My career with Portland Monthly began with a bang. Literally. As in the bang and clang and shudder of a rod shooting through my Hyundai’s engine block 20 miles outside of Cheyenne, Wyoming, mere hours after I’d left Colorado, towing a U-Haul en route to Oregon.
So when I announced my resignation, I hoped for a far quieter exit. And quiet it has been. So quiet that last week, as I explored, I could hear the whisper of my childhood in the landmarks I passed.
I saw the Stockpot Broiler, site of countless celebratory dinners with steaks so tender you could practically cut them with a fork.
I saw the Old Market Pub & Brewery, where my first post-college job as a bartender and server introduced me to Portland’s burgeoning microbrew scene.
I crisscrossed Scholls Ferry Road and the backcountry lanes I regularly got lost on as a teenager.
I passed the turnoff for the creek near Gaston ("we're out here for a reason!") where I baited my own hooks—and, as a result, never caught anything.
I saw the Cruise In Country Diner, formerly the Twin Oaks Tavern, where I handed out water to 10K runners at the Turkey Trot in the 1980s.
I passed the turn to Aloha High School, home of the Warriors and many formative (and embarrassing) moments.
I saw the photo studio where I had my senior pictures taken, the movie theater where my sister and I snuck into double features, and the dairy my mom and I walked to each week to collect fresh milk in glass jars.
I saw Harvey, the giant rabbit outside Harvey Marine, a little worse for the wear after five decades (I sympathize), and the bar, now an underground sports pub, where I first used my fake ID.
I passed Honeybaked Ham, where I spent hours waiting for mom’s holiday meat, and the Olive Garden, where I learned how to jump a car after my best friend left his lights on.
I saw First Tech Credit Union, which gave me my first car loan, and Nan’s Glad Rags, the costume shop that provided all of my childhood Halloween delights.
And I passed “Murray 1 and 2,” the two buildings that housed Nike in the 1980s, where my dad put in 50+ hours weeks to keep my sister and me clothed and fed (and shoed)—back before the Bo Jackson Fitness Center, when there was just a universal gym, stationary bike, and set of free weights and when Nike hosted the Beer Relays at Jesuit High School. Really.
At this last spot, I felt an unfamiliar pang, a sadness at the massive change to an institution that had hung so large in my memory. I recognized it, finally, as nostalgia, and I had to smile. For I have often railed against Portland’s proclivity to protect things for nostalgia’s sake. (I recently fired up an argument about the planned razzing of Southeast dive bar the Black Cat Pub. Some bemoaned the loss of a Portland classic, while I simply shrugged at the end of one of my beloved college hangouts. Places change, I figured. Especially Portland. Especially now.)
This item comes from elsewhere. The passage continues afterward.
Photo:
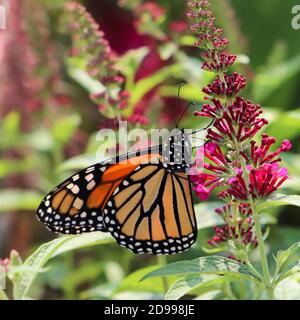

So it struck me that there I was tearing up at a stoplight over a child’s recollection of a now multibillion-dollar business. Thomas Wolfe was right: you really can’t go home again. And nor should you. Because the warm glow of nostalgia isn’t about the place, which often looks duller, dimmer, crappier, and crustier then you remember (sorry, Harvey). It’s about the memory you made there. That’s the piece worth keeping. Not the shitty, crumbling down dive bar where you ordered your first beer. That’s just where it happened.
And this, for me, is what it means to be a local. To cling to the memories that tie a place together, that give it history and legacy—even as the physical institutions themselves are torn down, supplanted, and transformed. To celebrate change built upon the bricks of yesterday’s foundation and tell visitors (and travel writers) not just what a place is, but also the shape of its past—where it’s been, what it’s made of. Because some things, the important things—here, the impulse to build conscientiously, to preserve our soul-stirring Northwest landscape, to encourage creativity and activity and rejoice in successes with good food and great company—never change. Some things will always be the same. The local’s job is simply to “lean down your ear upon the earth and listen.”